Kindeswohl - gibt's das noch zu Coronazeiten? (15.09.2020)

Wie wir mit unseren Kindern umgehen (sollten)
[Lesezeit: 7-10min]
Im heutigen Artikel gehe ich einem Thema nach, was mich als Mutter eines wunderbaren kleinen Jungen umtreibt und auch als Tanzlehrerin, die unheimlich gerne Kinder ins Tanzen bringt, sehr beschäftigt. Ich möchte mit dir über unseren deutschen Kinderschutz sprechen, insbesondere den, den wir (nicht mehr) in Deutschland zu haben scheinen.
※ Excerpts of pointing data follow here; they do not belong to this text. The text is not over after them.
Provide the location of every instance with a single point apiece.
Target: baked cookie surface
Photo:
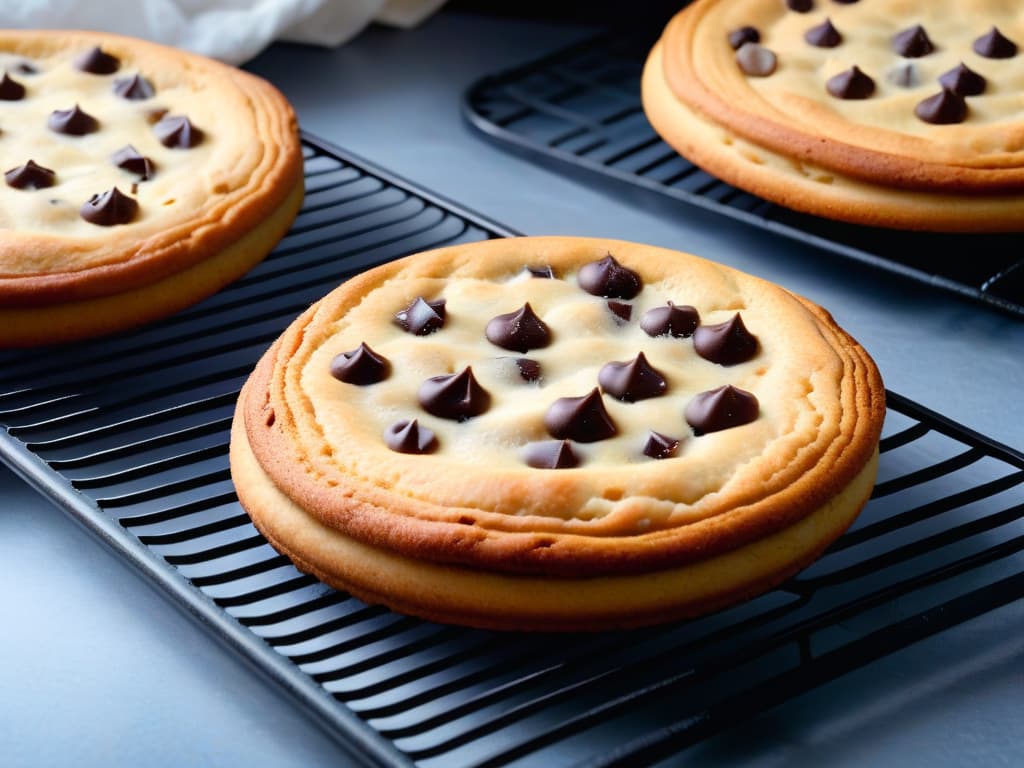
(876, 112)
(137, 180)
(557, 433)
No face – no communication
Am ersten Tag der Maskenpflicht wurde ich, kaum dass ich meine Wohnstraße entlanggegangen war, erst von einer älteren Frau angeschrien, wir hätten Maskenpflicht. Daraufhin beruhigte ich die Frau, dass dies nur in der Bahn und beim Einkaufen (grob) gelten würde, und nicht an der frischen Luft. Sie nuschelte weiter, ich hab sie nicht mehr genau verstanden. Sie schien über meine Antwort frustriert.
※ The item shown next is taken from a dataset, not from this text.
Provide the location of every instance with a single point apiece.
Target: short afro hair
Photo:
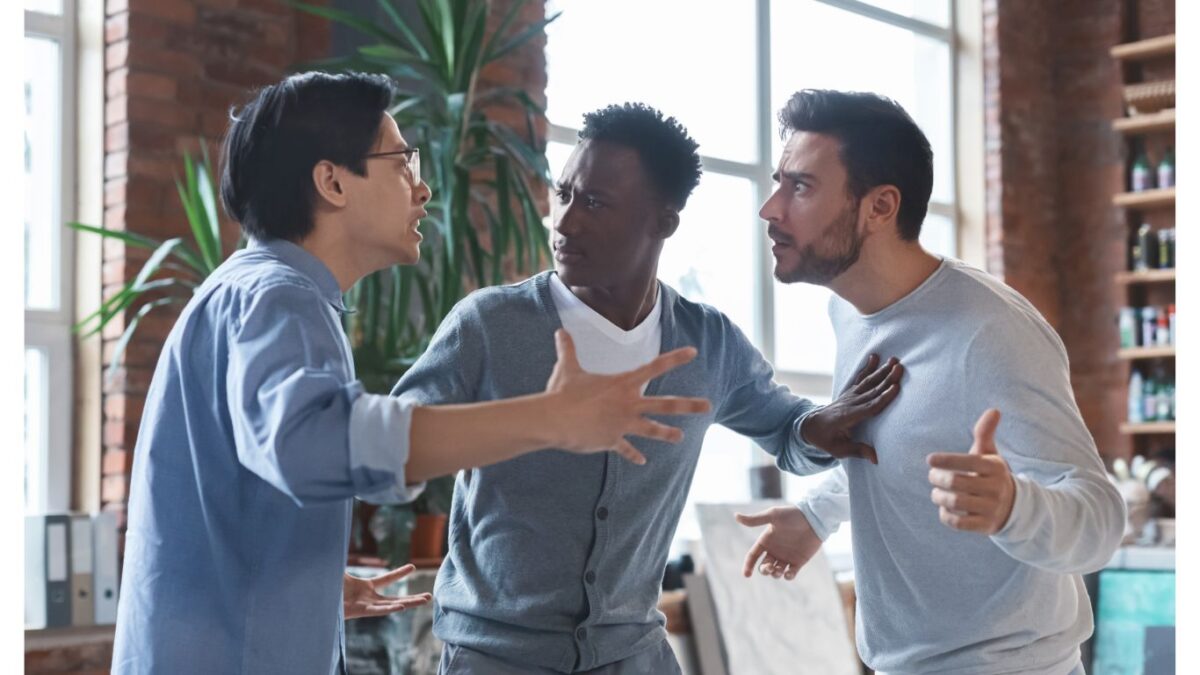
(880, 145)
(667, 153)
Auf dem Weg zu meiner Tanzschule, kurz bevor ich ins Kölner Tor einbog, sah ich eine junge Mutter, mit einem kleinen Baby in der Trage und einem kleinen zweiten Kind, gute 2 Jahre, wie sie draußen mit der Maske mit ihren Kindern sprach. Es war mir unerklärlich, wie sie mit den beiden Kindern, wovon das größere auch erst wenig gesprochen haben muss, sich verständigen konnte.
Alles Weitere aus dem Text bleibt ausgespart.